La plupart de migrants se rendaient tous les ans à Huelva ou Lleida en catalogne, pour la cueillette des fruits dans la région. Avec la crise du Covid-19, ils n’ont pu venir que tardivement à cause de la fermeture des frontières. Pour l’essentiel, ces saisonniers viennent d’Europe de l’Est ou d’Afrique

Début mai, les agriculteurs ont donc lancé un appel pour recruter des travailleurs. Les espagnoles n’ont pas répondu à l’appel. Pour cause, les conditions de vie sont difficiles et le travail mal payé .Beaucoup de migrants – avec ou sans papiers – vivant en Espagne se sont donc pressés pour prêter main forte dans les champs comme chaque année d’ailleurs. Nous avons échangé avec une migrante enceinte de cinq mois. Elle nous a expliqué, les larmes aux yeux, une autre facette de leur vie.
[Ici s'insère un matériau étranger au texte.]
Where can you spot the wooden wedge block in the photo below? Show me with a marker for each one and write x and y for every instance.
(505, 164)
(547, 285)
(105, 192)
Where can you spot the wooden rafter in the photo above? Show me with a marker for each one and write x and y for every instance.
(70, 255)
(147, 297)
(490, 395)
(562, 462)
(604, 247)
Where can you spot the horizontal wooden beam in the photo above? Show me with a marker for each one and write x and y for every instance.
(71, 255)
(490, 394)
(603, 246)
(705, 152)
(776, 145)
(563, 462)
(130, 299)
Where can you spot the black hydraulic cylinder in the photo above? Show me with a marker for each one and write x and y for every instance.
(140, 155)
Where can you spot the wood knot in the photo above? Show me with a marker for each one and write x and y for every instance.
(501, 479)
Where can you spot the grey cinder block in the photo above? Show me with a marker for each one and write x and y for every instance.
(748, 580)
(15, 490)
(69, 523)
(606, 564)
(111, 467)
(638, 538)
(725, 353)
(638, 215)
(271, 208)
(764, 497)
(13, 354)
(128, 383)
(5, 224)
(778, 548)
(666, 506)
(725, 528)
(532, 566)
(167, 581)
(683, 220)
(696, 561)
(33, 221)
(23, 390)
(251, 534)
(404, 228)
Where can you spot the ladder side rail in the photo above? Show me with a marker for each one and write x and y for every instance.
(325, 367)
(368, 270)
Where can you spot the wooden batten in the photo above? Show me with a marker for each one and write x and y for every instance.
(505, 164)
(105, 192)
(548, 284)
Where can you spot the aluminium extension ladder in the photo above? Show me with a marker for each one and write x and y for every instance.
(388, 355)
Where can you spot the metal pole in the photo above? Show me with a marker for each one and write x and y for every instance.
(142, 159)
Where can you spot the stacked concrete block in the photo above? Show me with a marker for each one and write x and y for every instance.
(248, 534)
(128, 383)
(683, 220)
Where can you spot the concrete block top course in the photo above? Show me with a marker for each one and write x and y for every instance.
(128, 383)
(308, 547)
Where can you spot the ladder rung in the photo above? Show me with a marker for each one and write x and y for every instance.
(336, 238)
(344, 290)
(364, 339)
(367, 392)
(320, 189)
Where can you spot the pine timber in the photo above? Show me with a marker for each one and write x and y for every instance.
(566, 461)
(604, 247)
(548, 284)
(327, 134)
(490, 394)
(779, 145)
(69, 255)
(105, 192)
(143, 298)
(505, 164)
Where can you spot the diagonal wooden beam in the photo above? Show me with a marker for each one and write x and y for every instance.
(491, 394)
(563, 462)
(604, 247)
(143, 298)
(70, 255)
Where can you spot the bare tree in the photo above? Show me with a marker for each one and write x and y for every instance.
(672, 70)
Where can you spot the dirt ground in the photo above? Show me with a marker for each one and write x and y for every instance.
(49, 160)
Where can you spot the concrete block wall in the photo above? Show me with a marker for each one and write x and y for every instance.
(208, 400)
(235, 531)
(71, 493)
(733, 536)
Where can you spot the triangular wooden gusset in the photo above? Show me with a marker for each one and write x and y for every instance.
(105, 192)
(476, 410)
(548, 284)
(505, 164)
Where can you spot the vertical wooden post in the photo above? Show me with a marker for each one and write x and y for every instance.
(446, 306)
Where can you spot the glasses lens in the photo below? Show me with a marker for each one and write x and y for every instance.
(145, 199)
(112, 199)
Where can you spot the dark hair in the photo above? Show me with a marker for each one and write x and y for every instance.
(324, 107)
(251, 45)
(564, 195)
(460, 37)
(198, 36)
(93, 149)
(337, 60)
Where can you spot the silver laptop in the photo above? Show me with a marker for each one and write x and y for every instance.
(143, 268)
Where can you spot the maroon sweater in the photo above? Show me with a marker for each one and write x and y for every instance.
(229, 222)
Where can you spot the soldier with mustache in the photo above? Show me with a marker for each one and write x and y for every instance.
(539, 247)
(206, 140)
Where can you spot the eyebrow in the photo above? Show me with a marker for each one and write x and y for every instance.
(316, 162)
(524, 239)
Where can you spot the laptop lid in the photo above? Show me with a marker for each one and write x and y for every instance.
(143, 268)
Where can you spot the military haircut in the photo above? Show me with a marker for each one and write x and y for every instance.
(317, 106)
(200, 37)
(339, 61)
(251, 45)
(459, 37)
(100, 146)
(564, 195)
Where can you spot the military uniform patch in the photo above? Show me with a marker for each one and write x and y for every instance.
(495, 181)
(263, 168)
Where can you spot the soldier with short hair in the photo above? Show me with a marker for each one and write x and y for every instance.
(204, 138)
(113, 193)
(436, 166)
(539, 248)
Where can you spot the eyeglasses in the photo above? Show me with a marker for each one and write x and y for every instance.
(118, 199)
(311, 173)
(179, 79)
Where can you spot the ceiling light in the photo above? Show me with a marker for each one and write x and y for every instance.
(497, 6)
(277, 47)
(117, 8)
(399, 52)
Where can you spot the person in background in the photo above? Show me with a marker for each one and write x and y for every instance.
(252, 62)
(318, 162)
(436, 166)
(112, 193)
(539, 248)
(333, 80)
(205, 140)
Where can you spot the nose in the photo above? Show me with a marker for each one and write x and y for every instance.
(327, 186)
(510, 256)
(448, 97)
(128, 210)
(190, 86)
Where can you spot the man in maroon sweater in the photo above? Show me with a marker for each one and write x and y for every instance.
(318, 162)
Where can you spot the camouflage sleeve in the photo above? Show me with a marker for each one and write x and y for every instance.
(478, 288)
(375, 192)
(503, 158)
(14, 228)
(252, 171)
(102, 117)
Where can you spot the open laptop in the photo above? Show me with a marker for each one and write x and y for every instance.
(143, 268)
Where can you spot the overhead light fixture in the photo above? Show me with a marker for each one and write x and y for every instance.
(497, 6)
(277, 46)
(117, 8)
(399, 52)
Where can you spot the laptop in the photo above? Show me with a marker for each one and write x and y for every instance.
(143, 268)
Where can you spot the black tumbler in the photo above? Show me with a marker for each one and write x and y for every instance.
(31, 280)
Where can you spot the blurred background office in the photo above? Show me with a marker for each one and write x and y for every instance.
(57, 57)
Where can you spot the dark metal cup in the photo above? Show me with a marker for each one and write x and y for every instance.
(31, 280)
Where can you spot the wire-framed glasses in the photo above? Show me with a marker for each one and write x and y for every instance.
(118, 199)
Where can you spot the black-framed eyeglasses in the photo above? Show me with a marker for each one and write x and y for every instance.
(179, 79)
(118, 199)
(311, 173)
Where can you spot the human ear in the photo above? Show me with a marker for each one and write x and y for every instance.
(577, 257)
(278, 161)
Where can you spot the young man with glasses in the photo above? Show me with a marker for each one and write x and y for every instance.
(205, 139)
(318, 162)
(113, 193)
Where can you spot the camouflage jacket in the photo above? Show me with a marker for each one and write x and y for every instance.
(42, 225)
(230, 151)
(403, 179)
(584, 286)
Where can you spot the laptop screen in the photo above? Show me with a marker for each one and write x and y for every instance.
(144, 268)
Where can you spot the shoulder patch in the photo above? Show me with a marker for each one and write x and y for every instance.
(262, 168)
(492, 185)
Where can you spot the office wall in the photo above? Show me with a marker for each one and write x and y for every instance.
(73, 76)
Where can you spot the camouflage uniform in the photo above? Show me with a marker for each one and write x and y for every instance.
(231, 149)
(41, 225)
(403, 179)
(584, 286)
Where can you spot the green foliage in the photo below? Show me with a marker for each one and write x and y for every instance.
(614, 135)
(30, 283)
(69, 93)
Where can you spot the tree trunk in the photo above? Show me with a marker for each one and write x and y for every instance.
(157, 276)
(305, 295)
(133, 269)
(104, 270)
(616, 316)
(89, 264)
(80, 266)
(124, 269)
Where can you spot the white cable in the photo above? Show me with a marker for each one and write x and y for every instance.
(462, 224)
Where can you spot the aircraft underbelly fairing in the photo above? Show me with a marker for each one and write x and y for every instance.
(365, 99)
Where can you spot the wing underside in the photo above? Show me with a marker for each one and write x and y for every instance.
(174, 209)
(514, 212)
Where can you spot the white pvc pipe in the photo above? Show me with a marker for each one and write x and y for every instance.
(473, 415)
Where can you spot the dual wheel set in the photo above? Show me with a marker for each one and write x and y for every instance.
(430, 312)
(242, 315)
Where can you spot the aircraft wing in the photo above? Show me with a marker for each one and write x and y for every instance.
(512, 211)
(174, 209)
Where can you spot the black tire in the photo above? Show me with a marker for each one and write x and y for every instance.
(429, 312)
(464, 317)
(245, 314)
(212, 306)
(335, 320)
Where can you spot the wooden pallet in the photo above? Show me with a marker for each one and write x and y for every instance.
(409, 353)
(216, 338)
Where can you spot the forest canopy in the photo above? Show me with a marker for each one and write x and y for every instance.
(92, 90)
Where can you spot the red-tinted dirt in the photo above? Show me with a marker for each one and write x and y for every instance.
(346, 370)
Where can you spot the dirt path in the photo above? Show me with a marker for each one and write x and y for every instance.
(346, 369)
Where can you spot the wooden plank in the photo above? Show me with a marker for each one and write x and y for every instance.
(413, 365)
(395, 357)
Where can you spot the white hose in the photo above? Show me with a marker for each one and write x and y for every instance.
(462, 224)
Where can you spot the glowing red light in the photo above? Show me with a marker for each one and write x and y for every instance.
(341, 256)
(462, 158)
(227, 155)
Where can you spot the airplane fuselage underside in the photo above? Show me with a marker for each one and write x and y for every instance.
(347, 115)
« A part des travaux durs que nous faisons, nous sommes des esclaves sexuels pour nos employeurs d’une part et les migrants de l’autre. Je suis enceinte, mais je ne sais pas de qui franchement » se plaint-elle.

Dans les ghettos des temporeros, le plus fort est le roi. Cette jeune femme a critiqué le « harcèlement continue » et les viols dont elles sont victimes dans les champs.

Il convient de noter qu’au cours des trois dernières années, à la suite d’une enquête publiée par el español, plusieurs femmes ont signalé des abus sexuels dont elles ont été victimes. Une centaine de plaintes a été accumulées, qui avait abouti  à l’arrestation d’un Marocain avec un passeport espagnol de 47 ans qui travaillait comme  chef manœuvre dans une propriété à Moguer explique el español .

La Catalogne, produit une grande partie des fruits sucrés de l’Europe. « Nous sommes unanimes la dessus, mais ne serait pas important de savoir les conditions de vie de ceux qui y travaillent ? » s’interrogent des citoyens.